Is the measurement of left ventricular ejection fraction the proper end point for cell therapy trials? An analysis of the effect of bone marrow mononuclear stem cell administration on left ventricular ejection fraction after ST-segment elevation myocardial infarction when evaluated by cardiac magnetic resonance imaging

Jay H Traverse, Timothy D Henry, Lemuel A Moye'
American Heart Journal 2011, 162 (4): 671-7
21982659

BACKGROUND: The measurement of left ventricular (LV) ejection fraction (LVEF) is a strong predictor of cardiovascular adverse events and mortality in patients with LV dysfunction and has become the most common primary end point in cardiovascular cell therapy trials after ST-segment elevation myocardial infarction (STEMI). Multiple small trials have been performed using bone marrow mononuclear stem cells (BMCs) in this setting with several meta-analyses demonstrating that BMC administration results in a small improvement in LVEF and may attenuate adverse LV remodeling. However, individual trial results have not been uniform, and the measurement of LVEF in these trials has relied on a variety of imaging techniques including LV angiograpnhy, single-photon emission computed tomography, echocardiography, or cardiac magnetic resonance imaging (cMRI).

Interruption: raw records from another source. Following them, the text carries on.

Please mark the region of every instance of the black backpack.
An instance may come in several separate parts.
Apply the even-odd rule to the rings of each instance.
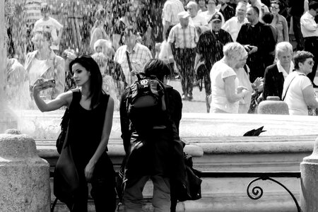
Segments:
[[[63,147],[63,143],[64,143],[65,137],[66,136],[67,128],[69,126],[69,109],[65,110],[64,114],[61,117],[62,121],[61,122],[61,133],[57,139],[57,149],[59,154],[61,154],[61,148]]]
[[[140,132],[165,124],[167,98],[165,86],[155,76],[141,73],[129,88],[126,106],[132,125]]]

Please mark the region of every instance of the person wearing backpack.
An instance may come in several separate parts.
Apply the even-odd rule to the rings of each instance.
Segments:
[[[142,211],[142,191],[151,179],[154,211],[170,211],[171,177],[175,179],[177,189],[181,191],[186,187],[182,184],[185,167],[183,146],[179,137],[182,102],[180,94],[165,84],[170,71],[163,61],[149,60],[143,72],[144,76],[126,89],[120,106],[122,138],[126,152],[123,204],[125,211]],[[150,105],[146,101],[151,99],[147,95],[151,95],[141,88],[147,81],[151,82],[151,93],[157,104],[138,107],[137,105]],[[139,98],[136,98],[138,96]]]
[[[47,81],[38,78],[33,86],[40,111],[69,108],[67,132],[54,174],[54,193],[71,211],[88,211],[89,182],[96,211],[114,211],[115,172],[107,153],[114,100],[102,90],[102,75],[92,57],[80,56],[69,67],[79,88],[45,102],[40,92],[49,88]]]

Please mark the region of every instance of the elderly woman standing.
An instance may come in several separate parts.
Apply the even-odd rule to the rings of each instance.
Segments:
[[[247,88],[238,86],[233,68],[247,56],[242,45],[230,42],[223,47],[224,57],[212,67],[210,73],[212,100],[210,112],[238,113],[239,101],[244,101]]]
[[[298,52],[294,57],[295,70],[285,80],[282,99],[291,115],[308,115],[308,107],[318,108],[312,83],[307,76],[312,71],[313,57],[309,52]]]
[[[263,99],[268,96],[278,96],[281,98],[285,78],[293,72],[294,64],[292,61],[293,46],[288,42],[281,42],[276,45],[275,64],[265,69],[264,76]]]
[[[45,99],[52,100],[64,92],[65,71],[64,60],[51,49],[51,33],[35,32],[32,38],[35,51],[28,54],[24,68],[28,74],[30,85],[33,85],[38,78],[54,79],[55,87],[43,91]],[[32,92],[32,86],[30,91]]]

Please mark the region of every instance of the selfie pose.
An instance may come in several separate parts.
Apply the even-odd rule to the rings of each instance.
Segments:
[[[65,190],[73,186],[70,197],[64,202],[71,211],[88,211],[90,182],[96,211],[114,211],[114,171],[107,153],[114,100],[102,90],[100,69],[90,57],[76,58],[69,69],[79,88],[63,93],[52,100],[45,102],[40,97],[40,92],[49,86],[47,81],[38,78],[33,85],[33,98],[42,112],[63,106],[69,108],[68,131],[54,172],[54,194],[57,194],[56,189]],[[71,165],[75,168],[70,173]],[[55,184],[57,176],[69,177],[66,186]],[[57,196],[60,200],[61,196]]]

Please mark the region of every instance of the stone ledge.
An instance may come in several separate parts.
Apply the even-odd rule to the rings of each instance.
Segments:
[[[112,157],[124,157],[125,152],[124,146],[119,143],[119,139],[110,139],[108,143],[108,155]],[[54,140],[35,140],[37,145],[37,153],[40,157],[42,158],[58,158],[55,146],[56,141]],[[186,153],[188,153],[192,157],[201,157],[204,155],[202,148],[198,146],[193,144],[187,144],[184,148]]]
[[[204,154],[271,154],[312,152],[318,135],[186,138]]]

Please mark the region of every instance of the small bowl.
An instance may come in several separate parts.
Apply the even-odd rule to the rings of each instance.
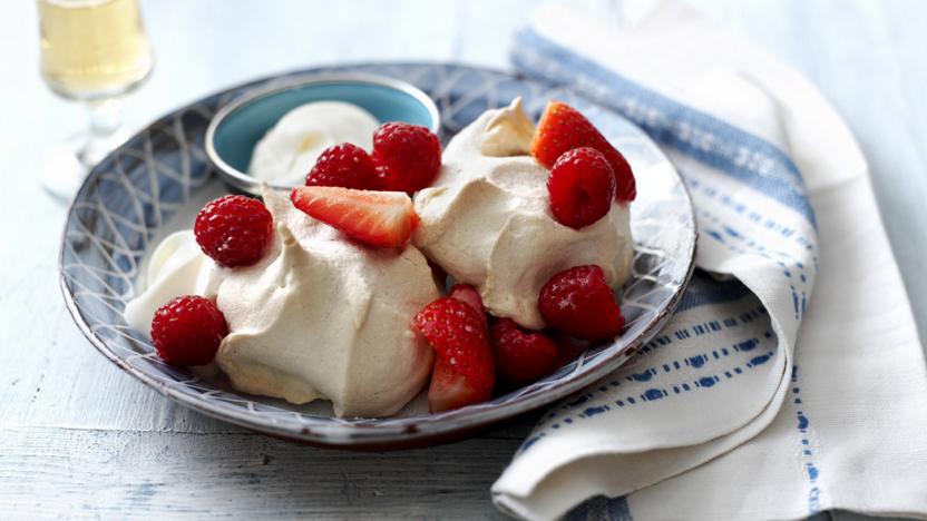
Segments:
[[[261,181],[247,174],[254,146],[290,110],[312,101],[345,101],[380,122],[406,121],[438,134],[435,101],[417,87],[375,75],[312,75],[247,92],[223,107],[206,129],[206,155],[227,184],[257,195]],[[271,185],[289,189],[290,186]]]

METHODS: Because cMRI provides the most accurate measurement of LVEF, LV volumes, and infarct size in patients after STEMI, we reviewed all randomized cardiovascular stem cell trials (N = 10) that administered intracoronary BMCs versus placebo/control to 686 patients after primary percutaneous coronary intervention treatment of STEMI that used cMRI as their principal imaging measurement of LVEF at baseline and 3 to 6 months later.

RESULTS: Administration of BMCs was associated with a nonsignificant 0.9% ± 0.8% absolute increase in LVEF compared with placebo or control (95% CI -0.7 to 2.4) with a small but nonsignificant decrease LV end-diastolic and LV end-systolic volumes (LV end-diastolic volume -1.1 ± 1.5 mL/m(2), LV end-systolic volume -1.6 ± 1.4 mL/m(2)). Although infarct size uniformly decreased over time, the reduction was not improved by BMC administration (-0.3 ± 1.7 g).

CONCLUSIONS: The benefit of BMC administration after STEMI on LVEF, LV volumes, and infarct size is small when assessed by cMRI.